# Preprocessing and clustering functions

This tutorial explores preprocessing and clustering

## Scatter plots for embeddings

With scanpy, scatter plots for tSNE, UMAP and several other embeddings are readily available using the `sc.pl.tsne`, `sc.pl.umap` etc. functions. See [here](https://scanpy.readthedocs.io/en/stable/api/scanpy.plotting.html#embeddings) the list of options.

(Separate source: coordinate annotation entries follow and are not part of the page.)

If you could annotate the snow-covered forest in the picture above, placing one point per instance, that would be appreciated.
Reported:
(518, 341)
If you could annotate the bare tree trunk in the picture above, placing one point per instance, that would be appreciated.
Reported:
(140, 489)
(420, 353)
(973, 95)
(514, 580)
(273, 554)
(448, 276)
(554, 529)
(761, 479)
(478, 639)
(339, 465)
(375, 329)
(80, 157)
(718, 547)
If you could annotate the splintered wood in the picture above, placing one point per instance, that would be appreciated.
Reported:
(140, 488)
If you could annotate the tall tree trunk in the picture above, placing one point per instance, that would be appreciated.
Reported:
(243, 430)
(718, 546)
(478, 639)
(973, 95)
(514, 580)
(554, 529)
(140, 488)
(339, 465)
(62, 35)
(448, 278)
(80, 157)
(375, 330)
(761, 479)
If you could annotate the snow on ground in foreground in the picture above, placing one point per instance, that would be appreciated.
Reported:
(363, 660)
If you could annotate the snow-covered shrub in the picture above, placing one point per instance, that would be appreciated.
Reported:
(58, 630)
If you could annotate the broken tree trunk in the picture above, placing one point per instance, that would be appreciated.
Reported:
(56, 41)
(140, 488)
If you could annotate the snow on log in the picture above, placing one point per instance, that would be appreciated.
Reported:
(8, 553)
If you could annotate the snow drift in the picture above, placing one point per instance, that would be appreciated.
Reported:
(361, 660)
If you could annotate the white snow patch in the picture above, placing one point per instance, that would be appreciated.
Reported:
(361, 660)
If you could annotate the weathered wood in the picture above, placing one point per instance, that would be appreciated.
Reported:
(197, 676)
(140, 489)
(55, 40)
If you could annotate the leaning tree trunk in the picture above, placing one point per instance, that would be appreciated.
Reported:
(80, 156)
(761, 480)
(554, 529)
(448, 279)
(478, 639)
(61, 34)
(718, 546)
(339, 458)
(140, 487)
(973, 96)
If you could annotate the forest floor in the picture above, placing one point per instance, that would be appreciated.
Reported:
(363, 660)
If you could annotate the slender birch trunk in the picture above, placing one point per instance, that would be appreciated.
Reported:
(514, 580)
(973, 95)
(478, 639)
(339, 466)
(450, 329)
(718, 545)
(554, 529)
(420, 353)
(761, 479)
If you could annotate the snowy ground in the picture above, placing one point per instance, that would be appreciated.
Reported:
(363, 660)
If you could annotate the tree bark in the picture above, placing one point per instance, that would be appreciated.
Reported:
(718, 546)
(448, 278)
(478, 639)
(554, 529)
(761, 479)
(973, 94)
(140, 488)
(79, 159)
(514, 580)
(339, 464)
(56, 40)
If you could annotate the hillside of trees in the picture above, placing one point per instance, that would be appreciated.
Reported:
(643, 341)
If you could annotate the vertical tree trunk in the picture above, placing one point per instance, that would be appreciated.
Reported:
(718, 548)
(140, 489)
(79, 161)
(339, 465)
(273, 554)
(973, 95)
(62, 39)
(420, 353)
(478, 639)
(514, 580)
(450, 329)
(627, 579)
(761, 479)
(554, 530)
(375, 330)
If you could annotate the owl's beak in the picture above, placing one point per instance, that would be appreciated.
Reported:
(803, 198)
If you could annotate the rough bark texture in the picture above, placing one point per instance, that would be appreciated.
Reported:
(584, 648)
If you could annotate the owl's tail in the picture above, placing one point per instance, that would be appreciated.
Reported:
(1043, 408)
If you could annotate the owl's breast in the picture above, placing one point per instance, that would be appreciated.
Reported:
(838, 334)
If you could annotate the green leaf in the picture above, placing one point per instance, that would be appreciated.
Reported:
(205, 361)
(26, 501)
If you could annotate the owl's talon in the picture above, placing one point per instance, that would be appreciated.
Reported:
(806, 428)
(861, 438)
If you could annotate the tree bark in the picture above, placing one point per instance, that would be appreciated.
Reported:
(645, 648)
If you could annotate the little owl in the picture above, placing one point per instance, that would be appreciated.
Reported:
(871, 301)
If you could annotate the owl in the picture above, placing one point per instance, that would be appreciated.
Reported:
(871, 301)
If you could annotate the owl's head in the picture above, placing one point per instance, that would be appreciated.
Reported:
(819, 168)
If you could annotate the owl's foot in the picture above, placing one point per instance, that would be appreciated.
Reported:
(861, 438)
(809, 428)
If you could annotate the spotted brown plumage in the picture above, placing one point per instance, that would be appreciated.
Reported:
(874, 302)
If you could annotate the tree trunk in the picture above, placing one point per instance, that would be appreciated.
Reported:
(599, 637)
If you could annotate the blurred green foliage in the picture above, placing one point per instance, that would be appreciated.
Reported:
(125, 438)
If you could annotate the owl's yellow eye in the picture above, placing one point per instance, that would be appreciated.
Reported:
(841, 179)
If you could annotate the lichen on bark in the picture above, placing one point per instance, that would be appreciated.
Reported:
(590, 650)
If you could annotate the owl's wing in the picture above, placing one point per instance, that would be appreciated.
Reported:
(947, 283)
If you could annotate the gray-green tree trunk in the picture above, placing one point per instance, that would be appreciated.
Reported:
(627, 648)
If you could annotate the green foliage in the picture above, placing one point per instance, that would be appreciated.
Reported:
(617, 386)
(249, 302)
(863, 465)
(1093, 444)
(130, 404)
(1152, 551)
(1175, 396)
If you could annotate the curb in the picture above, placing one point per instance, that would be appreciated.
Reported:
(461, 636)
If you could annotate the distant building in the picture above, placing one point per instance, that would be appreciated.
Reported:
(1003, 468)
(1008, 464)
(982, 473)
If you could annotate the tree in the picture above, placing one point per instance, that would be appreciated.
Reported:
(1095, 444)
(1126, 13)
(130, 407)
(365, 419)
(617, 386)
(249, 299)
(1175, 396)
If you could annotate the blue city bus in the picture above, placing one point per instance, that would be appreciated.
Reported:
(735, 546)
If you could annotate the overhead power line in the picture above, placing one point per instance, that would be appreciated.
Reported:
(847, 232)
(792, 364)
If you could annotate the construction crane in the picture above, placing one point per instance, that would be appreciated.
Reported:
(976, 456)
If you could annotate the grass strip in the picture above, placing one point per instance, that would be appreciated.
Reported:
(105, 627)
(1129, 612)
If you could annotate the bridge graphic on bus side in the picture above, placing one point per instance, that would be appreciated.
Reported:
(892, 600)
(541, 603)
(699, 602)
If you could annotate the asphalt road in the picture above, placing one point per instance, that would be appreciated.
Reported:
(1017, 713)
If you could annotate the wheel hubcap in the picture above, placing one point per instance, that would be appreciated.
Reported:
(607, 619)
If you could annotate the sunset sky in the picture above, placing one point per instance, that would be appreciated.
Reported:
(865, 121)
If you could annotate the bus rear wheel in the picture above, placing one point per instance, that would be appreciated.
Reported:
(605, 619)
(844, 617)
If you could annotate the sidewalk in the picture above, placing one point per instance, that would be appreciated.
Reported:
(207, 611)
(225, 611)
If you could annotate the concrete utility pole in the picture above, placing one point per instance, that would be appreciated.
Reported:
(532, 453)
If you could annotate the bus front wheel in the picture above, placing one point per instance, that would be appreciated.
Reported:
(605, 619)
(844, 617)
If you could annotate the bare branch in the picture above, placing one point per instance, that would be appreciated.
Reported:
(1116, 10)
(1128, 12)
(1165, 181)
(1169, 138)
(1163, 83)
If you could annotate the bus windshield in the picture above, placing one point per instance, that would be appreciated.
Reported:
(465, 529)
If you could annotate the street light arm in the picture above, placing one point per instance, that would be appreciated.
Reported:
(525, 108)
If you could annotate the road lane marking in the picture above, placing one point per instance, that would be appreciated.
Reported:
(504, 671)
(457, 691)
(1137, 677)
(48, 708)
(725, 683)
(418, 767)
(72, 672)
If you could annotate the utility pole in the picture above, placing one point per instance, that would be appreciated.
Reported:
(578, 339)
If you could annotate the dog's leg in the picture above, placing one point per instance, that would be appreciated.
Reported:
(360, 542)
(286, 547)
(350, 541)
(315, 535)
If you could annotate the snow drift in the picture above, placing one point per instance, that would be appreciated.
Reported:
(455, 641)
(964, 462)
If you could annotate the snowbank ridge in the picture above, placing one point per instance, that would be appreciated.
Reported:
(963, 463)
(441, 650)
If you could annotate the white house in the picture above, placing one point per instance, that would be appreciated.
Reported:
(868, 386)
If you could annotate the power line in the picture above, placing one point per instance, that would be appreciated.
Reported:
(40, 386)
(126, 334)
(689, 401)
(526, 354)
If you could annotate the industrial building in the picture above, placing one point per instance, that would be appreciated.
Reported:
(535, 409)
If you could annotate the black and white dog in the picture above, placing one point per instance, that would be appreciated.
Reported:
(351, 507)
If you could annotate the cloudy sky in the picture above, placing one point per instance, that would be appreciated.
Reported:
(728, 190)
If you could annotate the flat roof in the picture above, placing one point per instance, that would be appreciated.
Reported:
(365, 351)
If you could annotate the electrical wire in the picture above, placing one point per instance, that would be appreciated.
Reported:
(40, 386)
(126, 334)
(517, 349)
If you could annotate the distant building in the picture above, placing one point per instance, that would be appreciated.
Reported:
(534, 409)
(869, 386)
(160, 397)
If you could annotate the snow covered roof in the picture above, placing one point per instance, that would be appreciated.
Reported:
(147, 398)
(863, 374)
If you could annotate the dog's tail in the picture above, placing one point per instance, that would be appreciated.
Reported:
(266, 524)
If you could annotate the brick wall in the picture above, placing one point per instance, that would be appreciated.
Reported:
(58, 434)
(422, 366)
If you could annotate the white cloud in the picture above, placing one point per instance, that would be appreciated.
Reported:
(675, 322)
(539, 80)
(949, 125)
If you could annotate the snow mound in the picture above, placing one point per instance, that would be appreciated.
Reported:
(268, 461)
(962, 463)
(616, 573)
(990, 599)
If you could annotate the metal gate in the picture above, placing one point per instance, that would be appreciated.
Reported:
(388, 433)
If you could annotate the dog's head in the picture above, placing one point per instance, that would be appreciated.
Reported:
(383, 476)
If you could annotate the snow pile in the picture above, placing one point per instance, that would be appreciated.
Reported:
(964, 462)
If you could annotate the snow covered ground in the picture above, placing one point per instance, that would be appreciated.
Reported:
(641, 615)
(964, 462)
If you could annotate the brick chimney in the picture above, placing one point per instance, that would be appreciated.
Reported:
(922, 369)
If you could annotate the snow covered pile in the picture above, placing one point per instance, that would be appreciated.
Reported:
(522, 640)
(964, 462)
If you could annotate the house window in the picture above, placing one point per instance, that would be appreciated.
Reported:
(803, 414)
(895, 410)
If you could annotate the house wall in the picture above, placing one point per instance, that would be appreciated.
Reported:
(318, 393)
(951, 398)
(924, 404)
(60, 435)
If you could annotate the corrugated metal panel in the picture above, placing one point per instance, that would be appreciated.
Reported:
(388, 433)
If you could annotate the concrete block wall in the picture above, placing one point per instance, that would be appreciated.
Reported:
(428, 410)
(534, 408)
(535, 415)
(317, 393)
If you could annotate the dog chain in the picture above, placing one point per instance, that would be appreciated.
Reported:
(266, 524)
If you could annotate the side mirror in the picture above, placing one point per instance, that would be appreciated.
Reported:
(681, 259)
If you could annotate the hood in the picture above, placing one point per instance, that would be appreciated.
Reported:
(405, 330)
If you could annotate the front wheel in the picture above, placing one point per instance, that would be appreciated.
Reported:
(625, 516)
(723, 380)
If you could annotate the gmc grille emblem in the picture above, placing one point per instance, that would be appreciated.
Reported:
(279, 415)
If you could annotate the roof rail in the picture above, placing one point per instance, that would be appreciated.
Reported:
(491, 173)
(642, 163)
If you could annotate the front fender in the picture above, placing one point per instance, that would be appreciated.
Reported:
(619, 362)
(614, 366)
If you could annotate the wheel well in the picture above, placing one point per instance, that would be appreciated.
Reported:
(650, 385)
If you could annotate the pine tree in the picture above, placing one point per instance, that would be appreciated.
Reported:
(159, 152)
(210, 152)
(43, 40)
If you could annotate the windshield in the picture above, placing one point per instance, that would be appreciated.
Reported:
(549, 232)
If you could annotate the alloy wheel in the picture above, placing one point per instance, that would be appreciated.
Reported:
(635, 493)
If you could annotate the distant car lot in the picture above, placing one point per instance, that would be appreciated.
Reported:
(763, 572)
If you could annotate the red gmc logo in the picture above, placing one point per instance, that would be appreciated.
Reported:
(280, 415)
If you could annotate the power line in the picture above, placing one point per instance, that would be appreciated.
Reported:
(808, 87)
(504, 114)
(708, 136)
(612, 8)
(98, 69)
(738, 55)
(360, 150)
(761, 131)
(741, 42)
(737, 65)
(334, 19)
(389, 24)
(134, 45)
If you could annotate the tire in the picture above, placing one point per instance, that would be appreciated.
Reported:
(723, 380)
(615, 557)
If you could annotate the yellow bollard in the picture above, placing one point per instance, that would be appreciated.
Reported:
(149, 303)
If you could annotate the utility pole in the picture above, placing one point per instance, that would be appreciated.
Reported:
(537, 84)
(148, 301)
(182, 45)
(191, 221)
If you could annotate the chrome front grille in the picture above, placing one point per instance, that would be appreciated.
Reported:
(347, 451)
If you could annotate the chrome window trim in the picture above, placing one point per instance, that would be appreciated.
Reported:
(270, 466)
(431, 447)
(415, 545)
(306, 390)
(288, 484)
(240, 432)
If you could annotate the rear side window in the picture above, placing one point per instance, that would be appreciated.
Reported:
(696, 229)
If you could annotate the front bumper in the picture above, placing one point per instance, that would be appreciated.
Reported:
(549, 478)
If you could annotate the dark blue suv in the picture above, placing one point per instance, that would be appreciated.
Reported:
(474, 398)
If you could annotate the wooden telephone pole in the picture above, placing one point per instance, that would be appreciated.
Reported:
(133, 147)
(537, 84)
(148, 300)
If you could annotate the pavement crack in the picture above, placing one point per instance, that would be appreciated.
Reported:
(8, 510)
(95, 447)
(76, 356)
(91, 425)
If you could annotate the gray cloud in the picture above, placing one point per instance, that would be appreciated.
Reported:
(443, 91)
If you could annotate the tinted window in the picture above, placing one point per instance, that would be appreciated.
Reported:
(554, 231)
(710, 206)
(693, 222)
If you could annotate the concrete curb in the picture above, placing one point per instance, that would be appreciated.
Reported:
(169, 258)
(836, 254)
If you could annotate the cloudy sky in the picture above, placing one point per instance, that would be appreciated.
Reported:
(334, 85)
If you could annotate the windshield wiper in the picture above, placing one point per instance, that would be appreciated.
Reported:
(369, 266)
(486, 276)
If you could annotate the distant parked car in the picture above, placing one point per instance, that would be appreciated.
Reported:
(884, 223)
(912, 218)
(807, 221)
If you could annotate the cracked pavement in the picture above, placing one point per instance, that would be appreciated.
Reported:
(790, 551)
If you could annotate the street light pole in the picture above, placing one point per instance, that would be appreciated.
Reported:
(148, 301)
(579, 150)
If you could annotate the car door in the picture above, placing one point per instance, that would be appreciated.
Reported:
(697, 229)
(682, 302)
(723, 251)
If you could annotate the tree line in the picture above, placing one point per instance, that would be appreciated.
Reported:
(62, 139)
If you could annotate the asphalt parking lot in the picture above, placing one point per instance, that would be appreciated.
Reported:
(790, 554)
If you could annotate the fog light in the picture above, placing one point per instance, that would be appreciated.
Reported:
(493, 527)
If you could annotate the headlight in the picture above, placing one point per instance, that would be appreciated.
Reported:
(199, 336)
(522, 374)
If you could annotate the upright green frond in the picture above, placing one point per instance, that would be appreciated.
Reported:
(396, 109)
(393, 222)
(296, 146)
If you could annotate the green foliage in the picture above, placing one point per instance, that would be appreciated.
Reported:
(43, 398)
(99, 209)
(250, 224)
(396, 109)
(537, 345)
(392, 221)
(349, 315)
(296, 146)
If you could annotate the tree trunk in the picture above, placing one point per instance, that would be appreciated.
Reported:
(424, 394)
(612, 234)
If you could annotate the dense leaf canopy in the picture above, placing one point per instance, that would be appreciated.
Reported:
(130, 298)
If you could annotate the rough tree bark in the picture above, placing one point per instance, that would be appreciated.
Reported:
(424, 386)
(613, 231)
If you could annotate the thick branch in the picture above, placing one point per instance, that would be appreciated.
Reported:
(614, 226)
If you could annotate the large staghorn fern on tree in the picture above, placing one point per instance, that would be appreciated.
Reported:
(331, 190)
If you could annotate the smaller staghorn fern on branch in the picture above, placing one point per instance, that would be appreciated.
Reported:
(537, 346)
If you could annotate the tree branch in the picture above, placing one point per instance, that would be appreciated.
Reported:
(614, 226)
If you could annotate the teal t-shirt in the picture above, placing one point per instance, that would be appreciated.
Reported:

Those functions access the data stored in `adata.obsm`. For example `sc.pl.umap` uses the information stored in `adata.obsm['X_umap']`. For more flexibility, any key stored in `adata.obsm` can be used with the generic function `sc.pl.embedding`.

In [None]:
import scanpy as sc
import pandas as pd
from matplotlib.pyplot import rc_context
import scipy
import anndata
import os
import warnings
warnings.filterwarnings("ignore")

In [None]:
%matplotlib inline
sc.set_figure_params(dpi=100, color_map = 'viridis_r')
sc.settings.verbosity = 3
sc.logging.print_header()

In [None]:
# configuration for capsule
from pathlib import Path

sc._settings.ScanpyConfig.cachedir = Path("/data/cache/")
sc._settings.ScanpyConfig.datasetdir = Path("/data/")
Path("/results/figures").mkdir(parents=True, exist_ok=True)
sc._settings.ScanpyConfig.figdir = Path("/results/figures")
Path("/results/write").mkdir(parents=True, exist_ok=True)
sc._settings.ScanpyConfig.writedir = Path("/results/write/")

In [None]:
results_dir = "/results"
results_file = (
    f"{results_dir}/write/INCF.h5ad"  # the file that will store the analysis results
)

### Load dataset

In [None]:
#adata = scipy.io.mmread("/data/input_data/matrix.mtx")
#cells = pd.read_csv("/data/input_data/barcodes.tsv",sep="\t",header=None)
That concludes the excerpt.